7. A notice to show cause was issued to ONGC on 8 April, 2010 alleging contravention of the Cenvat Credit Rules, 2004 during 2008-09 to 2009-10 up to the month of November. The notice proposed to deny Cenvat credit to the extent of Rs. 40.57 crore availed of by ONGC on the basis of invoices issued by the Input Service Distributors (ISD). It was alleged that the Cenvat credit distributed by the Input Service Distributors (ISD) pertains to input services availed of and used exclusively at the oil fields of Mumbai Offshore. Since crude oil and natural gas are exempted from excise duty, it was alleged that Cenvat credit of services used at Mumbai Offshore was not admissible. In addition, it was also alleged that the I.S.D. was required to take registration within 30 days from the date of commencement of business. As the ISDs of the Appellant have obtained registration in the first quarter of 2009, the credit availed on tax paid prior to registration as ISD was alleged to be inadmissible under rule 3(1). Moreover, it was alleged that units of ONGC were located at separate locations and are in separate jurisdictions and it could not be held that services used at one unit would constitute input services for the other. The notice alleged a suppression by ONGC of the fact that clearances of crude oil are directly dispatched from the oilfields of Mumbai High to other refineries.

8. The Commissioner of Central Excise, Customs and Service Tax, Raigad, by an order dated 6 May, 2011 confirmed the demand of duty and disallowed Cenvat credit amounting to Rs. 40.57 crore. An equivalent penalty was imposed together with interest.

9. In appeal, the CESTAT by an order dated 29 November, 2012 partly allowed the appeal preferred by ONGC as well as the appeals filed by the Input Service Distributors by deleting the penalty which was imposed by the adjudicating authority, save and except for a penalty of Rs. 2,000/- that was imposed on the Appellant.
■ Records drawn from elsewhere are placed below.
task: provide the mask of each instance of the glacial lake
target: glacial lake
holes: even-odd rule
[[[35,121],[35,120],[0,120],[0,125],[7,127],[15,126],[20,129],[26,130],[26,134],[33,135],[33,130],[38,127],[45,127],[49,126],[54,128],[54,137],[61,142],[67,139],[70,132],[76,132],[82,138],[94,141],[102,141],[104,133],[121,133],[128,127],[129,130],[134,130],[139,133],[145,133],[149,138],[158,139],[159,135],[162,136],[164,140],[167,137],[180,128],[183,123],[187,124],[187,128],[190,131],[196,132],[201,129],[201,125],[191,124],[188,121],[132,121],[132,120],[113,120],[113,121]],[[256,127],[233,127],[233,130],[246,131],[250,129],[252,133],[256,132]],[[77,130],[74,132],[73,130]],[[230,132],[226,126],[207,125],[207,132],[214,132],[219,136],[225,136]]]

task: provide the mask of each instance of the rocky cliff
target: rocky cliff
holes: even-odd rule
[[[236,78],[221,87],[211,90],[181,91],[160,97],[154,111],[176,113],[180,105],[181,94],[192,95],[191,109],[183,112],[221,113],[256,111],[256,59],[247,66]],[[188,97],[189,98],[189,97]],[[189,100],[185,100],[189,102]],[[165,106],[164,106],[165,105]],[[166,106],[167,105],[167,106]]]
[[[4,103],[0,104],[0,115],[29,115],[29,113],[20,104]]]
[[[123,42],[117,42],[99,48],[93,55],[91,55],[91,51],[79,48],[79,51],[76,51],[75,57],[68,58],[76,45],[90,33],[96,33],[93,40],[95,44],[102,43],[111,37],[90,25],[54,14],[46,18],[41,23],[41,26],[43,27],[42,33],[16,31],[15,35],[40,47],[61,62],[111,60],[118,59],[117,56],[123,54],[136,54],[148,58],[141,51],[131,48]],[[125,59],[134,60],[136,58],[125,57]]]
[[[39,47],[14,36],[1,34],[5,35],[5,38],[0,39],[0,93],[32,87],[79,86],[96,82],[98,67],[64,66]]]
The Tribunal upheld the order of adjudication, confirming the demand of Rs. 40.57 crores under rule 14 of the Cenvat Credit Rules, 2004 read with section 11A of the Act and allowed interest inter alia under rule 14 read with section 11AB.

10. The Tribunal has held that crude oil manufactured at Mumbai Offshore is a saleable commodity which is sold by ONGC to its buyers and, that as a matter of fact, before the Uran plant came into existence, the entire crude oil manufactured at Mumbai Offshore was sold. In the circumstances, the Tribunal came to the conclusion that the crude oil used at the Uran plant to manufacture other value added final products cannot be termed as semi-stabilised/semi-finished goods. Having come to the conclusion that the crude oil manufactured at Mumbai Offshore is a saleable commodity and is being sold partly at Mumbai Offshore, the Tribunal held that under rule 6(1) of the Cenvat Credit Rules, Cenvat credit shall not be allowed on such quantity of input or input service which is used in the manufacture of exempted goods except in the circumstances specified in rule 6(2). Under rule 6(2) where a manufacturer manufactures both exempted goods and dutiable goods and maintains a separate record of input services which have gone into dutiable goods and exempted goods, credit in respect of input services which have gone into dutiable goods is admissible. However, in this case, the Tribunal held that input services are entirely used in crude oil/natural gas which is exempted from duty and hence Cenvat credit was not admissible. In this view of the matter, the Tribunal has not gone into the second question which related to the admissibility of credit after the date of registration of the Input Service Distributors.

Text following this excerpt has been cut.